The ditch had been excavated for the purpose of planting hedges. Heaps of dirt rose up on both sides. She had seen the depression in the ground and taken cover there, and now she waited, praying the car would pass by.
The car. Absurd to think of it that way, but on some level she saw the car itself as her enemy, the demon car with its shining halogen eyes and its engine’s guttural purr. Its tires were paws that meant to maul and savage her. Its exhaust was an animal’s panting breath. Its stops and starts, its pivots and reverses, were the maneuvers of a predator on the prowl.
More than once it had come close to grinding her under its wheels. But in the chase she’d had certain advantages over her pursuer. She could take shortcuts a car couldn’t use. She could cut down narrow alleyways, climb over piles of debris, dive into foliage and lose herself in shadows.
Growing up, she had seen hounds chase desert cottontails, and she was the rabbit and the car was the hunter, sniffing out her trail, relentlessly closing in.
She pressed her face to the dirt and waited. Above, near the edge of the ditch, the BMW slowed as if debating where she could have gone.

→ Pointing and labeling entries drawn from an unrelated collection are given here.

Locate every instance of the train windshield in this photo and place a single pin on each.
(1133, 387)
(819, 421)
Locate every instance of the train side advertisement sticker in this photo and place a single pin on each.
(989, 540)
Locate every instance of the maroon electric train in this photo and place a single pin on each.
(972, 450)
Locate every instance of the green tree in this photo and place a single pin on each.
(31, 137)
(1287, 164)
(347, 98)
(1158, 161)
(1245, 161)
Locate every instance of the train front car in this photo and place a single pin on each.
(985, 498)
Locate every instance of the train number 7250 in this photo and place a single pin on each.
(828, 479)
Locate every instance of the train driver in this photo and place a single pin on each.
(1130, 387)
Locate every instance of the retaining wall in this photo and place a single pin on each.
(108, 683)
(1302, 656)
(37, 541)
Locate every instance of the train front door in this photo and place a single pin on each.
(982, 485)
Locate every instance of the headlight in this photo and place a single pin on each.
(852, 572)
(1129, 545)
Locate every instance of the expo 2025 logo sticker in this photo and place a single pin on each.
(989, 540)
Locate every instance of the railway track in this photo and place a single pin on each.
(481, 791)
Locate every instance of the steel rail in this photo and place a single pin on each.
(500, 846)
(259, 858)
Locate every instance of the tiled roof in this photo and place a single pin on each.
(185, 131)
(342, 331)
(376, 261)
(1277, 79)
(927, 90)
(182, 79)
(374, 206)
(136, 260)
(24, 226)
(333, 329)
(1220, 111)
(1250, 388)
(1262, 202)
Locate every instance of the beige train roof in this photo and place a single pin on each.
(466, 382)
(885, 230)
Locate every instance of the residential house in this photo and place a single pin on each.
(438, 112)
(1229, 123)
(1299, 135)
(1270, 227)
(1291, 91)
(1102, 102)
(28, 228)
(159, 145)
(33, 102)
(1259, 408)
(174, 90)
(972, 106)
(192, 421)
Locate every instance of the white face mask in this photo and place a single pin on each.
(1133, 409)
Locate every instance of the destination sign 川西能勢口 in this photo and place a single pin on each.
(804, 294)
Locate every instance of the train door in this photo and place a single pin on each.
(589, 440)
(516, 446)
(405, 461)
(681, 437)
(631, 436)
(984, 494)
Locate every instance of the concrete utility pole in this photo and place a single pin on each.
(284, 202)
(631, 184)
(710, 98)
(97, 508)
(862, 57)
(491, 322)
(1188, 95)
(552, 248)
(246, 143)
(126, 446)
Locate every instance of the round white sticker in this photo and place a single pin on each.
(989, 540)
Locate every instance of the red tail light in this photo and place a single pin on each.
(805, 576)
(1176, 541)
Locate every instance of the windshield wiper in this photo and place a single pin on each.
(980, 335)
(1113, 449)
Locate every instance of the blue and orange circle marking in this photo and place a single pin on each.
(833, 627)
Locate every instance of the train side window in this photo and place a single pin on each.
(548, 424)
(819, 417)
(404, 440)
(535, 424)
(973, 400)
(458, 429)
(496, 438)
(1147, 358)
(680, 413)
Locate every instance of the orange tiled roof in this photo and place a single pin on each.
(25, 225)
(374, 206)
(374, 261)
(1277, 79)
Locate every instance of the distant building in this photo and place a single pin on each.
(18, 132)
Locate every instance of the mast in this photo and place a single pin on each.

There were several possible hiding places within view. An unfinished fountain lay across the road in the center of an artificial pond, bone dry. She could have concealed herself there, or behind one of the concrete benches that ringed the pond, or in the ramada on the opposite side. Farther away stood a line of fig trees, newly planted, spindly, bare of leaves but still offering shelter. Behind her lay the start of what appeared to be a bike path or a hiking trail, winding between shelved hillsides landscaped with rocks and wildflowers.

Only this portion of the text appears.